Deviated Septum and Septoplasty
What is a nasal septum and what are turbinates?
The nasal septum is the cartilage and bone that divides the inside of your nose into a left and a right half. The turbinates are bony swellings on the outer walls of the nasal cavities. Both the nasal septum and turbinates are covered with a delicate mucosal tissue that regularly swells to control airflow in the nose. The purpose of the septum and turbinates is to purify, warn and moisturize the air we breathe before it gets to the even more delicate lungs.
What is a deviated septum and what are enlarged turbinates?
A deviated nasal septum is when the dividing bone or cartilage of the middle of the nose is twisted to one or both sides and blocks the nose. Turbinate hypertrophy (enlarged turbinates) are excessive swelling of the turbinates that block the nose. Nasal congestion can be caused by allergies, viral infections, dust or an anatomical obstruction inside the nose. These conditions can make breathing difficult, cause sinusitis, create snoring, daytime fatigue, and sleep apnea. Nasal congestion can sometimes be successfully treated with over the counter (OTC) and prescription oral medication or nasal sprays.
What is a septoplasty and what is inferior turbinate reduction?

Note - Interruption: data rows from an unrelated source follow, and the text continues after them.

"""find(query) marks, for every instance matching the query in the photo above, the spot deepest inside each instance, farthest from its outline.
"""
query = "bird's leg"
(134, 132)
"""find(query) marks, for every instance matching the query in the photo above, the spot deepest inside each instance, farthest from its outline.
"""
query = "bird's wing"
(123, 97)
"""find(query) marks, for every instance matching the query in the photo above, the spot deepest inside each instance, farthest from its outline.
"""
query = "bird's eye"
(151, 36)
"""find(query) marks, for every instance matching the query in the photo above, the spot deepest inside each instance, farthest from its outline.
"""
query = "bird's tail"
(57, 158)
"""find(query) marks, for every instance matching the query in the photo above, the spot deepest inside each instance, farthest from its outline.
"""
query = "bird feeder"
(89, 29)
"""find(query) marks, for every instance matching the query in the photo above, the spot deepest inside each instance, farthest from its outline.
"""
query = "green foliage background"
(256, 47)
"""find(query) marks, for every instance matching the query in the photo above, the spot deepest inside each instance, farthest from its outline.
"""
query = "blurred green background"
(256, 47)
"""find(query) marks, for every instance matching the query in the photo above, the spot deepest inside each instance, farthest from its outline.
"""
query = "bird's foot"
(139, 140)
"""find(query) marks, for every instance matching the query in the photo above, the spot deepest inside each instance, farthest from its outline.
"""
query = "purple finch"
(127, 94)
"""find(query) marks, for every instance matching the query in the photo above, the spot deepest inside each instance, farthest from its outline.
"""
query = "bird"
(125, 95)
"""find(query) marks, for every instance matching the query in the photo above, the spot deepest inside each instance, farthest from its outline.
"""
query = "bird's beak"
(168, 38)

Septoplasty is a surgery to correct a deviated nasal septum that is bent to a degree that it blocks normal breathing or prevents healthy sinus function. During septoplasty, your deviated nasal septum is straightened and repositioned into the middle of your nose. If the turbinates are large enough to block normal airflow inside the nose, then removing or outfracturing the turbinate bone and shrinking the tissue around the bone can improve the airway and is called a turbinate reduction.
When does a deviated septum need surgery?

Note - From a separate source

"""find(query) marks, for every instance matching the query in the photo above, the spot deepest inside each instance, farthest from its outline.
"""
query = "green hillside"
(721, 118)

Fixing a crooked or fractured nasal septum is termed a septoplasty. Turbinate reduction is called a turbinoplasty. You may need these procedures if you have tried appropriate medical management for your congestion that has not given you adequate breathing improvement. The purpose of the surgeries is to improve breathing, correct sleep apnea, or to decrease or eliminate sinus infections. The procedures are performed through the nostrils to reduce the enlarged turbinates and straighten the deviated nasal cartilage and bone. No external incisions are needed. The operating time is usually less than an hour and can be performed in the office, hospital, or ambulatory surgery center. You probably don’t want to be awake so general anesthesia is usually used. Patients recover and generally get to go home an hour or two later. Breathing may be noticeably improved as soon as one week after the procedure. Breathing continues to improve over the next 12 months.
Are a deviated septum and turbinate hypertrophy related?

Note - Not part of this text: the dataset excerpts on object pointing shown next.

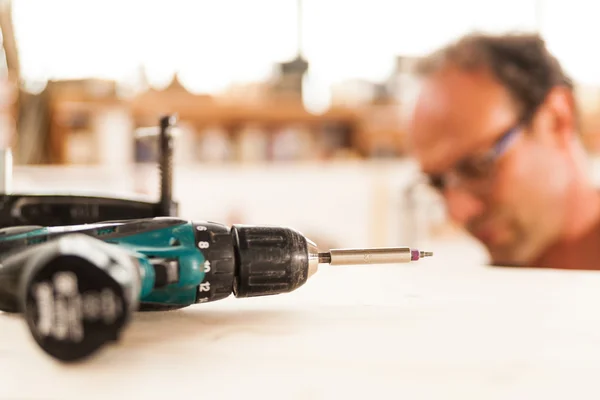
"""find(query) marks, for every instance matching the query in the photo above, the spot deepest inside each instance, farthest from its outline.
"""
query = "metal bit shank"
(391, 255)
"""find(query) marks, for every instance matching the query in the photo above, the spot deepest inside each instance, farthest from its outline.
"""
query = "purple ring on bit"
(415, 255)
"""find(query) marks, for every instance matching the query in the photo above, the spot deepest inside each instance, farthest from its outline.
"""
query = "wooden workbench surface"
(438, 329)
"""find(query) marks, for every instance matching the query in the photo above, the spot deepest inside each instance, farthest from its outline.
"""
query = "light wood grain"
(439, 329)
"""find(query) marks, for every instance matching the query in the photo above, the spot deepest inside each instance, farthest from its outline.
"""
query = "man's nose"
(462, 205)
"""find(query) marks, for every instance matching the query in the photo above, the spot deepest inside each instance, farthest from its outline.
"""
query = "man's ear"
(561, 114)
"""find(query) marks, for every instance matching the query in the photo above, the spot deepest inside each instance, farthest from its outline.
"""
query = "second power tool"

Yes. If the septum is crooked you will have a higher likelihood of inferior turbinate hypertrophy as well. A septal deviation will allow turbinate hypertrophy because the structures inside the nose tend to grow to fill any open area. A deviated septum to the right will make a space for the left turbinate to grow. Both septal deviation and turbinate hypertrophy can be addressed during surgery. If you were to just straighten the septum without reducing the turbinates, you could create an obstruction on the opposite side.
Is a deviated nasal septum congenital?
Was this something I got from my parents? One theory is that when a baby’s head passes at birth the pressure causes microscopic bone and cartilage fractures in the nasal septum that twist as we grow. Any trauma during adolescence and adulthood, such as a nasal fracture, to the nose can cause a crooked nose or nasal septum. As we all get older, the cartilage and connection between the different cartilages in our nose will stretch and grow. It’s not your imagination that your nose looks different than when you were younger. You may have the exact same nose on the inside and outside as one of your parents from the genetic code.
I don’t want my nose packed.
Good. Dr. Bennett doesn’t either. Routine packing of the nose causes discomfort and scar tissue that is not necessary. Dr. Bennett finds that packing the nose is very rarely required. Surgical techniques continue to evolve and have advanced exponentially in the past 20 years. Today, doctors have a much greater understanding of how the nose functions and heals. Packing placement and removal cause trauma to the delicate nasal mucosa. Packing does not prevent bleeding but will prevent topical decongestants from reaching bleeding sites. Packing also keeps nasal saline from cleaning the inside of the nose. Just because your parents had packing, and hated it, doesn’t mean you will suffer the same treatment.